I felt a depression moving in around November. I was putting up a good fight until January. That’s when I fell straight down into the pit. I wallowed in it. I somehow managed to put together a housewarming party mid month but cried for two days straight afterward. Even though I had been surrounded by people I loved, I felt alone and lost. I knew I was in trouble. That’s when I started going into def con, all hands on deck, emergency evacuation mode. I started trying to claw myself out of the excruciating darkness.
Depression is a very funny thing. The more depressed I am the more I withdraw. My form of withdrawing is sleep. I stay up until 4 or 5 in the morning and then sleep until 1 or 2 in the afternoon. After a while I don’t know if I sleep because I am depressed or I am depressed because I sleep. I do know that it sucks and that the more I hate it the less I want to fix it. Hopelessness is a very dangerous feeling.
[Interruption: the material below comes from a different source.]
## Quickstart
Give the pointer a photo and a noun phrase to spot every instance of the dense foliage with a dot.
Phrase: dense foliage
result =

I thrive on hope. I need it. When I don’t have it, my brain goes to BAD places. Non-productive, self loathing places and the cycle continues.
I am full of a lot of pain and anger. I have an unfortuate habit of trying to ignore it. I become a pressure cooker and when I don’t figure out ways to let the steam out I explode. It’s always more of a pain in the ass to clean up the aftermath than it would have been to let it out, but I seem to forget. I must be slow.
Currently I am in clean up mode and trying my damnedest to pull myself out of this dark place I am in. Like so many things it is a take 3 steps forward and 2 steps back process. Last week was rough, but here I am today, nails digging into the sides of the pit pulling myself out one inch at a time.